In 1789, Captain Shapley purchased a three-story home next
door to this house – a building that no longer exists – on the lot just east on
Court Street. He subsequently bought this lot in 1790 and constructed either a workshop or a store here.
On the evening of August 13, 1811, a sailing ship owned by
Captain Shapley, the Wonolanset,
caught fire. According to Nathaniel Adams' 1825 book, Annals of Portsmouth, the ship “had
arrived from sea about an hour before, laden with hemp, cotton, molasses, naval
stores and flour, and lay at Shapley’s Wharf.” Although townspeople tried to
extinguish the blaze, the fire persisted, and they were forced to cut the vessel loose and
let it drift safely out into the river and away from other vulnerable ships and
warehouses. Captain Shapley’s loss was estimated at $12,000.
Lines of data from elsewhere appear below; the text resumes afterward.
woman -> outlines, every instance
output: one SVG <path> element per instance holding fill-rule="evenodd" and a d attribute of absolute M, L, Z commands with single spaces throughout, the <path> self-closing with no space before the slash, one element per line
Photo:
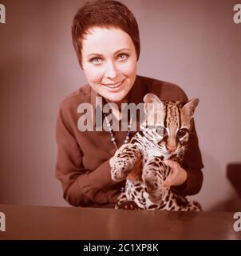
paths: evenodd
<path fill-rule="evenodd" d="M 72 37 L 89 85 L 71 94 L 61 104 L 57 124 L 56 175 L 69 204 L 113 207 L 124 182 L 112 181 L 109 161 L 129 136 L 126 136 L 126 131 L 81 132 L 77 125 L 81 116 L 78 106 L 90 103 L 95 110 L 101 110 L 97 96 L 101 97 L 103 104 L 116 103 L 119 109 L 124 102 L 142 102 L 147 93 L 153 93 L 163 100 L 183 102 L 188 98 L 176 85 L 136 75 L 140 55 L 138 25 L 122 3 L 86 3 L 73 18 Z M 114 115 L 120 116 L 118 108 L 116 110 Z M 94 111 L 93 125 L 96 114 Z M 167 162 L 173 174 L 164 184 L 184 195 L 198 193 L 203 182 L 203 163 L 194 126 L 188 146 L 190 150 L 182 166 L 171 160 Z M 139 161 L 128 178 L 140 176 Z"/>

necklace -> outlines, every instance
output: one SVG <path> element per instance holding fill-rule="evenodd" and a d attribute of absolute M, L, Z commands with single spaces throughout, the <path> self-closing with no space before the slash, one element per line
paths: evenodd
<path fill-rule="evenodd" d="M 111 138 L 110 141 L 113 143 L 116 150 L 118 150 L 118 146 L 117 146 L 117 143 L 116 138 L 114 136 L 113 129 L 111 127 L 111 124 L 109 123 L 106 114 L 105 114 L 105 119 L 106 125 L 107 125 L 107 127 L 108 127 L 108 130 L 109 130 L 109 134 L 110 138 Z M 130 130 L 131 130 L 131 120 L 130 120 L 129 123 L 127 126 L 127 133 L 126 133 L 125 139 L 124 141 L 124 144 L 127 144 L 129 142 L 129 139 L 130 139 Z"/>

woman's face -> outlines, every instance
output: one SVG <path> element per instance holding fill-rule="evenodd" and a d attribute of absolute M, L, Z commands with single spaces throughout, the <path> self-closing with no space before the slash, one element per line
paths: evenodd
<path fill-rule="evenodd" d="M 130 36 L 120 29 L 95 26 L 82 42 L 82 66 L 89 85 L 108 102 L 124 102 L 136 76 Z"/>

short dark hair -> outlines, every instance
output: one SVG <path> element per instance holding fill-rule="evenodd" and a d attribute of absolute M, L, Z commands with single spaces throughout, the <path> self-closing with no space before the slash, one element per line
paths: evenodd
<path fill-rule="evenodd" d="M 93 26 L 116 27 L 127 33 L 132 40 L 138 60 L 140 51 L 140 35 L 133 14 L 118 1 L 89 1 L 77 10 L 72 24 L 73 44 L 81 67 L 82 40 L 84 35 Z"/>

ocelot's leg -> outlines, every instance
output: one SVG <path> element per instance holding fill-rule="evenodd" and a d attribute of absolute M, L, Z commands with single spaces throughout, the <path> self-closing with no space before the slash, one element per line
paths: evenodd
<path fill-rule="evenodd" d="M 158 157 L 148 160 L 143 168 L 142 179 L 145 182 L 149 198 L 154 203 L 160 203 L 162 200 L 162 183 L 166 168 Z"/>
<path fill-rule="evenodd" d="M 141 157 L 142 154 L 136 145 L 130 143 L 123 145 L 116 152 L 110 162 L 112 179 L 116 182 L 124 180 L 136 160 Z"/>

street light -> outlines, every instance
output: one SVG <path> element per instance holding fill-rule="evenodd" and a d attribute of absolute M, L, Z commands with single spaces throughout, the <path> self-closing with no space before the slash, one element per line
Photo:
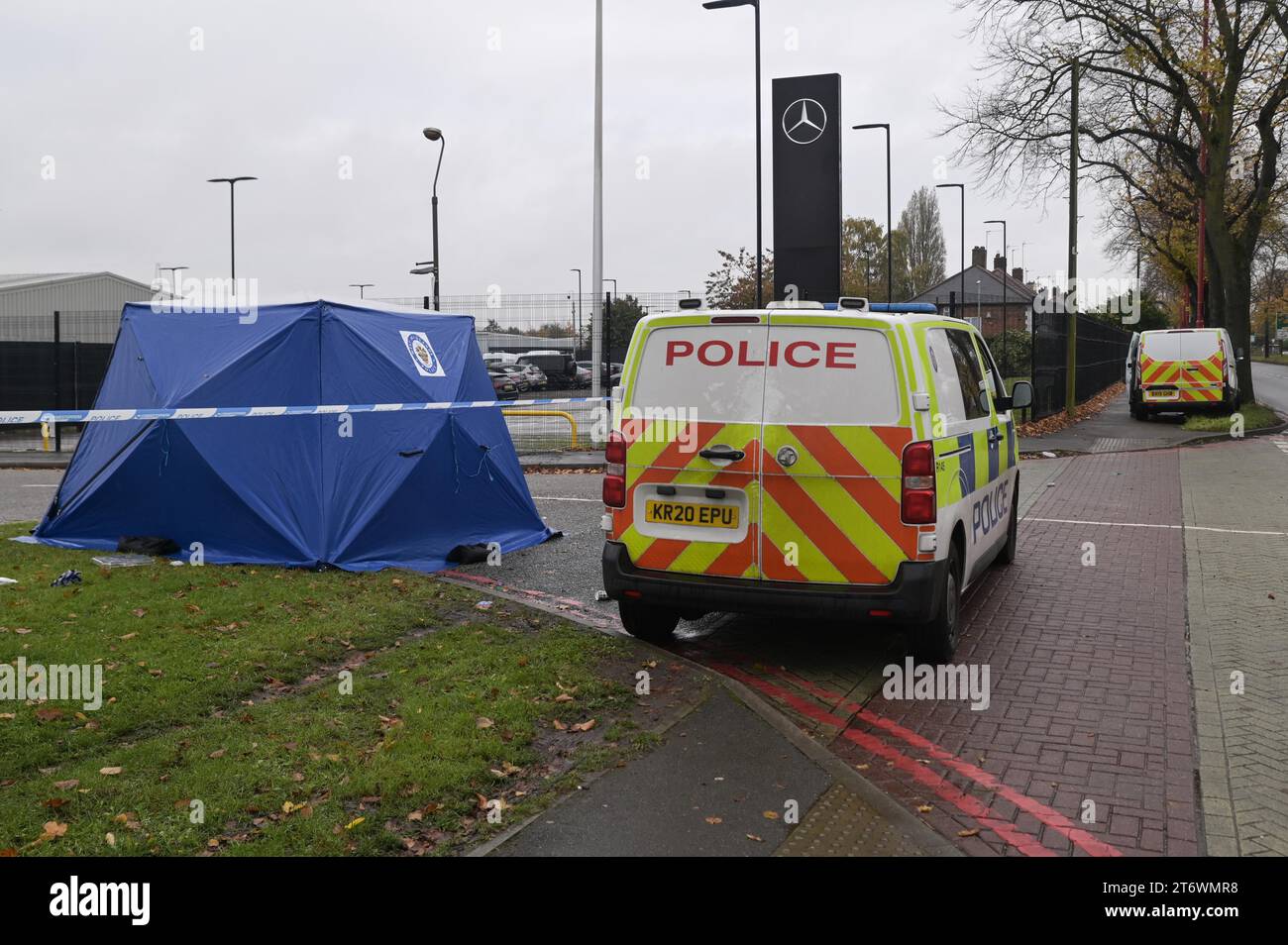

By the year 1813, he had converted this workshop or store to
the house that exists today. Captain Shapley died in 1825, but the house continued as part of his
estate until 1831.
“Whatever virtues could command respect and insure
attachment were united in the character of this estimable man. Kind, liberal,
and humane, his good deeds have erected a monument to his name more lasting
than marble, and now that he rests from his labors his works do follow him.”